Se para você isso parece coisa de política de dois pesos e duas medidas – resgates democratas são maus, ajudas republicanas são boas -, é porque é mesmo. Mas é algo que deveria ser encarado como parte de um padrão mais amplo de espantosa hipocrisia fiscal, durante o qual o Partido Republicano foi de a) insistir que a dívida federal representava uma ameaça existencial no governo de Obama a b) ser totalmente indiferente aos déficits orçamentários no governo Trump. Esta virada de 180 graus é, até onde eu posso ver, a mudança na política econômica americana mais cínica dos tempos atuais.

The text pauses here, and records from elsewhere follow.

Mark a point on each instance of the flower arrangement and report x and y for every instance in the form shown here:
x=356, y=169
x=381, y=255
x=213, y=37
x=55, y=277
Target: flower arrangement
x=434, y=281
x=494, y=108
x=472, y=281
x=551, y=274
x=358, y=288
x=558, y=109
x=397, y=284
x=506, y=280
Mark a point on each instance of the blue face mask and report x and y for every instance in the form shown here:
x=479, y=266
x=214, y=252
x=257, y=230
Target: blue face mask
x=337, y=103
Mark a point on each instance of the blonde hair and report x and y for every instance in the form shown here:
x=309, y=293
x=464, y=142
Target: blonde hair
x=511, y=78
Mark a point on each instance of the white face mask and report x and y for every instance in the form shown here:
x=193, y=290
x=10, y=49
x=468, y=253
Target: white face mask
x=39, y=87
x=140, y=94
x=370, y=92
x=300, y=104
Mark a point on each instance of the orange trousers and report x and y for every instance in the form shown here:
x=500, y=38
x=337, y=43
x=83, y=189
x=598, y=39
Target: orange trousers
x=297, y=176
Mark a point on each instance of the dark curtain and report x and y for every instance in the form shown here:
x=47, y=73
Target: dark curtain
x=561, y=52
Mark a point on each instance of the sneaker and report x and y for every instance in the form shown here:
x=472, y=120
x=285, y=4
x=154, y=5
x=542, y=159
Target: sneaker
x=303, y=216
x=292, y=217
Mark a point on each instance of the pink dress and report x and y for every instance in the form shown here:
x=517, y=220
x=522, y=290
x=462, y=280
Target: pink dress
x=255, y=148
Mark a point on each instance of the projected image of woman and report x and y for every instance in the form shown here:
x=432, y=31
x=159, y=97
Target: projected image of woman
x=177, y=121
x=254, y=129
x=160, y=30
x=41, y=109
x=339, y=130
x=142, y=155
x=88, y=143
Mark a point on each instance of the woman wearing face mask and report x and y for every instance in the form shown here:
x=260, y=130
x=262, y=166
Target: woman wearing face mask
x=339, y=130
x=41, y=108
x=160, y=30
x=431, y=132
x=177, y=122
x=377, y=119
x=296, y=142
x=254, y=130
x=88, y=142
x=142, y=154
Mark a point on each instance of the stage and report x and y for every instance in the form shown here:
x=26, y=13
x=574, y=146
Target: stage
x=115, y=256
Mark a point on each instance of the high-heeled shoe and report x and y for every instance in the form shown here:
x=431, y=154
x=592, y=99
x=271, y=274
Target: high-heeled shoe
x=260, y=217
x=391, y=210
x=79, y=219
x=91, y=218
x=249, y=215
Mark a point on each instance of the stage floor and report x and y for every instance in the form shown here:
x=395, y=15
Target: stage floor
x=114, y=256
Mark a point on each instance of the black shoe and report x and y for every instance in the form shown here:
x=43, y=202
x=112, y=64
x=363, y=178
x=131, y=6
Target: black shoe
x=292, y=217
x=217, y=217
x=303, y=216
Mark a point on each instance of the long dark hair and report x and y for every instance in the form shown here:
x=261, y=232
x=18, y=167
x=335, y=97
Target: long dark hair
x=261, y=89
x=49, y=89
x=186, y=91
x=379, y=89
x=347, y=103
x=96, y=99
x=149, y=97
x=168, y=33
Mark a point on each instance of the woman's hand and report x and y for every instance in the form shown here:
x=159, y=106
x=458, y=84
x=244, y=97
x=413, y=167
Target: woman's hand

E este cinismo talvez dê a Trump a eleição presidencial de 2020. Caso Trump ganhe, haverá muitas acusações entre os democratas, em especial entre os candidatos egocêntricos que continuam a fragmentar o campo mesmo sem ter chances realistas de conseguir a indicação para a disputa. Porém, ainda que essas acusações tenham um fundo de verdade, o maior fator que beneficia Trump é uma economia forte – não tão forte quanto ele diz que é, mas boa o bastante para dar a ele apoio político significativo (a menos que o crescimento econômico seja interrompido pelo coronavírus).

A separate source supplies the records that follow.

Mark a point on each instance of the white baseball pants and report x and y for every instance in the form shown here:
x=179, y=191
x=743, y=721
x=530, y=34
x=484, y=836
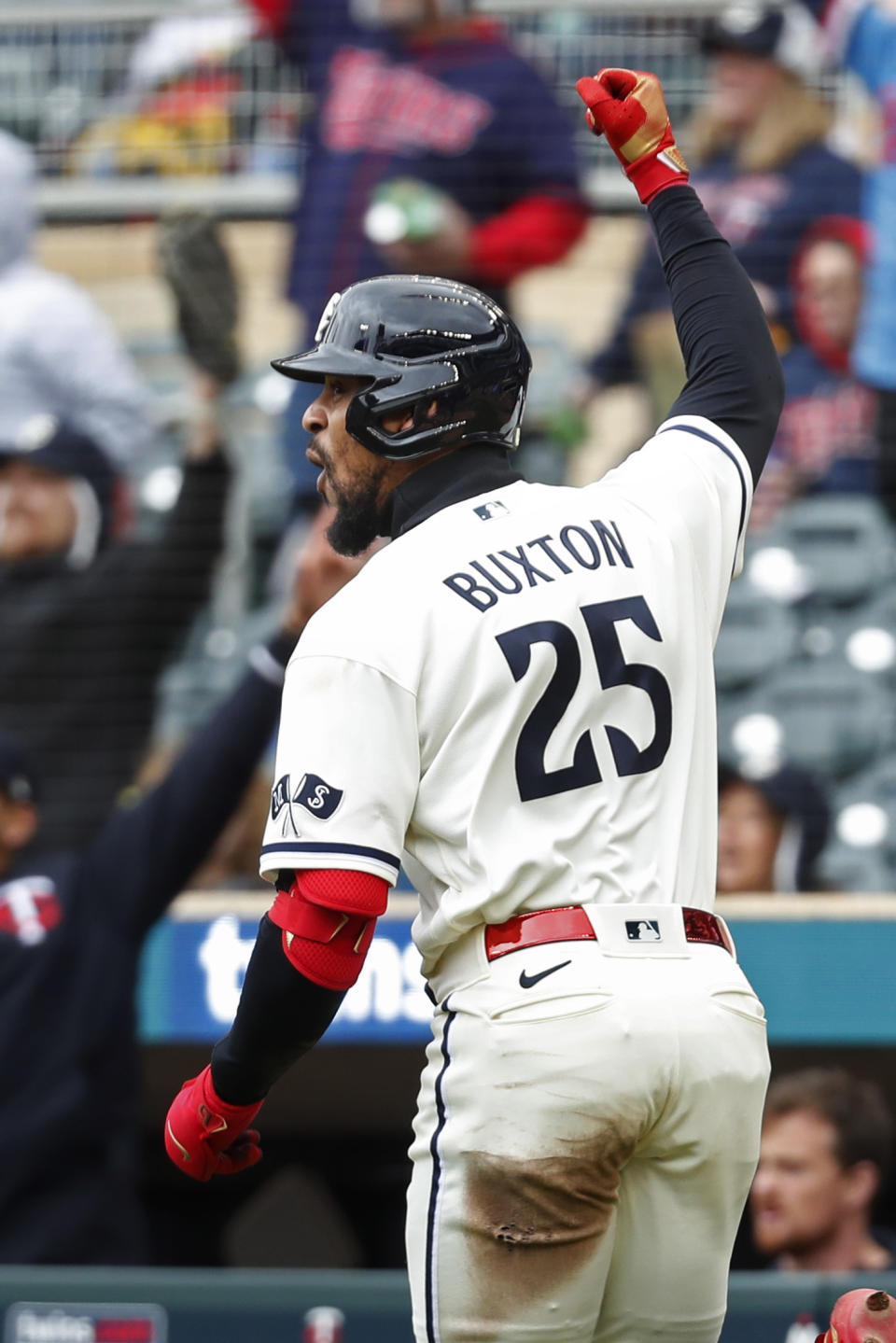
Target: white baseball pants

E o que está conduzindo a economia da América no momento é o próprio gasto deficitário com o qual os republicanos fingiam estar horrorizados durante os governos Obama.
Trump gosta de falar mal da economia de Obama. Na realidade, de 2010 em diante, a América passou por um crescimento contínuo tanto do produto interno bruto quanto do emprego – e não houve interrupção na tendência de alta após a eleição de 2016. Contudo, a recuperação da recessão de 2007 a 2009 poderia e deveria ter sido muito mais rápida.
O que desacelerou a retomada? Uma austeridade fiscal sem precedentes. Em particular, o gasto do governo cresceu de modo muito mais lento durante a recuperação de Obama do que nos governos dos presidentes George W. Bush ou Ronald Reagan.
A austeridade fiscal atrapalha o crescimento? Sim. Nós vimos isso na prática várias e várias vezes durante a última década, e mais recentemente no Japão, onde um esforço imprudente do primeiro-ministro Shinzo Abe para diminuir o déficit orçamentário fez a economia despencar a um índice de 6% ao ano. Fora isso, a austeridade do período Obama definitivamente atrasou a recuperação; sem os cortes de gasto promovidos pelo governo dele, o desemprego poderia muito bem ter caído para 4% já em 2014, no mais tardar.
Assim, quem foi o responsável por toda essa austeridade? A resposta, em grande parte, é: os republicanos no Congresso. Lembrem-se, eles ameaçaram criar uma crise fiscal ao se recusar a aumentar o limite da dívida a menos que Obama cortasse gastos.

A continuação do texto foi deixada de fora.